Eder. Óleo de Irene Gracia
Edmundo Paz Soldán
Me ha llamado la atención el debate entablado en la blogósfera peruana sobre los méritos y defectos de La teta asustada, película de Claudia Llosa que ha ganado recientemente el prestigioso Oso de Oro en el festival de Berlín. Hay mucha gente molesta porque la representación de los inmigrantes andinos en la película no es políticamente correcta; lo curioso de todo esto es que los más exaltados admiten sin rubor que ni siquiera han visto la película. Gustavo Faverón tiene un post magistral al respecto de esta "ceguera ideológica", así que no abundaré en el tema. En todo caso, los que sean capaces de ver esta película sin prejuicios –qué cosa más difícil– se sorprenderán al encontrar una gran obra que coloca, así sin más, a la peruana Claudia Llosa en la primera fila de los directores latinoamericanos. La teta asustada es, de manera sesgada, una reflexión sobre las secuelas de la violencia en una sociedad. Fausta -una brillante Magaly Solier- sufre un miedo atávico relacionado con la época del terrorismo y los abusos militares en el Perú.
En su forma más básica, la película tiene que ver con los caminos que toma Fausta para desprenderse de ese miedo. Claudia Llosa encuentra soluciones magistrales para cada escena, y nos hace ver el poder del mito en el presente (en esto es mejor que Reygadas).

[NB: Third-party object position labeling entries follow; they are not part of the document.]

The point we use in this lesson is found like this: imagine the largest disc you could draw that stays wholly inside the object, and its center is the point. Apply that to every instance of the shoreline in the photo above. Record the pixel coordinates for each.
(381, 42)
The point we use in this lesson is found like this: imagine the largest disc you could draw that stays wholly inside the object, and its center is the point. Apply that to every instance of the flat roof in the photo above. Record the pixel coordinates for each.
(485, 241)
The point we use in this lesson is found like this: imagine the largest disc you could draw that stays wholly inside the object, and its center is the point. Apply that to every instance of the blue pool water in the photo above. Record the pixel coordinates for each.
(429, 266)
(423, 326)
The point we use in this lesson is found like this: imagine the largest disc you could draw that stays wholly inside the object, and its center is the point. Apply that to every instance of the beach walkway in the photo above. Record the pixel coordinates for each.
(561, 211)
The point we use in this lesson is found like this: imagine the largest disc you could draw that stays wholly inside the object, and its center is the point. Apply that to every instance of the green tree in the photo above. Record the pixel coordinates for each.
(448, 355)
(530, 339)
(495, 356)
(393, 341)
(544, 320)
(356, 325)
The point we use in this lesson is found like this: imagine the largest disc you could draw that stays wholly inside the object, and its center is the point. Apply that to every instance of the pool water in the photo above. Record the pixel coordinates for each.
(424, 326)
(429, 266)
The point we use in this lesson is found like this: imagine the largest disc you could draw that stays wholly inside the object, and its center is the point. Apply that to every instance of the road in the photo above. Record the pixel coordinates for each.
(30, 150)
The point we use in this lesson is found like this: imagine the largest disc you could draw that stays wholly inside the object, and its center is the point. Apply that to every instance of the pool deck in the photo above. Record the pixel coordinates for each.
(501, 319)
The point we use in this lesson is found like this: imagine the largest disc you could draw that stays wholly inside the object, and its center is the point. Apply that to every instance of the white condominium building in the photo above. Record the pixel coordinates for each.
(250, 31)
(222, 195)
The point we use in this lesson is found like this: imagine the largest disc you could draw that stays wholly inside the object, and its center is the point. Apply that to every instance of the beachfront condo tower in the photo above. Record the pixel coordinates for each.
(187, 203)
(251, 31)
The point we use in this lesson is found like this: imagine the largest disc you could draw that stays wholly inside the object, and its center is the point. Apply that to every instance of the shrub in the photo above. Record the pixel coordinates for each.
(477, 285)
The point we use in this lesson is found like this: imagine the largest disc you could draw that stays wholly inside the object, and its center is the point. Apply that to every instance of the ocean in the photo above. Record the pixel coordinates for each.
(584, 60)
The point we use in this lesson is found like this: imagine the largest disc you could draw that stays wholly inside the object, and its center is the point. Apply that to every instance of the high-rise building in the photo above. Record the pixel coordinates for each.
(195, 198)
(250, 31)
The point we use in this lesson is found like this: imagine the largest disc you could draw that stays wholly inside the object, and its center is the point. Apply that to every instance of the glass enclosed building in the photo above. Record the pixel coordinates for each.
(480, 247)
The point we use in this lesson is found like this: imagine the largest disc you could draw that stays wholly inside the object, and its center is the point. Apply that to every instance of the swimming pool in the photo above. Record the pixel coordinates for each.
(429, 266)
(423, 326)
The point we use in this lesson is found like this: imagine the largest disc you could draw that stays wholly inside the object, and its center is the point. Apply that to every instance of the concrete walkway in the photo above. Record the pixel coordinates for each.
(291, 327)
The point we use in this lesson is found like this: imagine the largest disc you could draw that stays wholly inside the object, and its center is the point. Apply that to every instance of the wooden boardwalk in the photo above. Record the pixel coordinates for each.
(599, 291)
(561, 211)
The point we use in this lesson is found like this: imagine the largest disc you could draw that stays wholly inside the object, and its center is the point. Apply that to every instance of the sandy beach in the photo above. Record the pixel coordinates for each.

Todos los personajes secundarios están admirablemente captados -la pianista caprichosa de la clase alta, el jardinero fiel, el tío–, y si a veces nos reímos ante los usos y costumbres de estos inmigrantes en una Lima que no reconocemos como tal, se trata de una risa incómoda, no burlona.
Al final de La tía Julia y el escribidor, Vargas Llosa escribe acerca de cómo estaba cambiando el rostro de Lima gracias a la gente de la sierra que llegaba todos los días; con La teta asustada, está claro que esta Lima ya no es la de las novelas de Varguitas, y que por suerte está en manos de una gran directora.